The first thing Lisa noticed as she slowly regained consciousness was the weight. There was something pressing down on her back that she was aware of before her thoughts began to take shape again. Gradually, Lisa woke from her deep slumber, her mind slowly returning to full capacity.

She was lying face down on a bed. She drifted mentally for a moment, until the memories of what had happened to her before the darkness fell came back to her.

In quick succession, she remembered the spill. Then, the nightmare. Then, waiting in the hospital, feeling unwell. Being dragged back in by her mother a few moments later. And most of all, the pain. The dull, searing agony that shot through her back. It had felt like there was something in there, fighting to get out, putting unbearable pressure on Lisa's small frame. She recalled the moment of panic as it felt like she was being crushed by something inside. And then... nothing.

As the recollection came back to Lisa, it brought with it fear, fear of what had been wrong with her. She hoped the fertilizer she had been drenched it had had nothing to do with her problems, but Lisa wasn't naive enough to think that it wasn't related somehow. She didn't feel too bad now, but it was impossible to say what had happened to her.

Anxious to get a better idea of her surroundings, Lisa tried to sit up. But when she tried to move her limbs, she found she couldn't. She couldn't move!

Lisa began to tremble. She was still groggy and confused, but the stark realisation that she was trapped wherever she it was she was lying served to waken her quickly. Glancing from side to side, Lisa saw that her wrists were tied to the bed. When she tried to kick but her legs barely moved, she presumed her ankles were tied down as well.

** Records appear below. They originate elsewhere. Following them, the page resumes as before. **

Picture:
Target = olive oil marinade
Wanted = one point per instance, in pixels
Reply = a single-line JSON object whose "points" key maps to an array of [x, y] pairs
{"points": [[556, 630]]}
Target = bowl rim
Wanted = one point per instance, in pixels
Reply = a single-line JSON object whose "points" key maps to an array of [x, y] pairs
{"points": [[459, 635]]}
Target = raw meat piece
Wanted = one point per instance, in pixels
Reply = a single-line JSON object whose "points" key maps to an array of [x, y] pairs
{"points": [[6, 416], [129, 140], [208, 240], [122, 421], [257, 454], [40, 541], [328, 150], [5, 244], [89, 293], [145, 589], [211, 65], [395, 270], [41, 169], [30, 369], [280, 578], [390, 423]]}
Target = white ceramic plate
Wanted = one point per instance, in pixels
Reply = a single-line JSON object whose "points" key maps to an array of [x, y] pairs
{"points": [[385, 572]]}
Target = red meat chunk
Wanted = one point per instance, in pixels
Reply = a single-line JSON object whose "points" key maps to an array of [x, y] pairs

By now, she was beginning to panic. Unsure of where she was, confused, alone, and terrified, she screamed in desperation, hoping that someone would hear.

"MMMOOOOOMMMM!!!"

Eventually, Lisa heard someone come into the room behind her. She was shaking by now, tears rolling down her face. She braced herself, hoping whoever it was behind her was friendly.

"Lisa... calm down, it's okay." she heard a shakey female voice plead. "You're at the hospital. You've been in a coma for twelve days."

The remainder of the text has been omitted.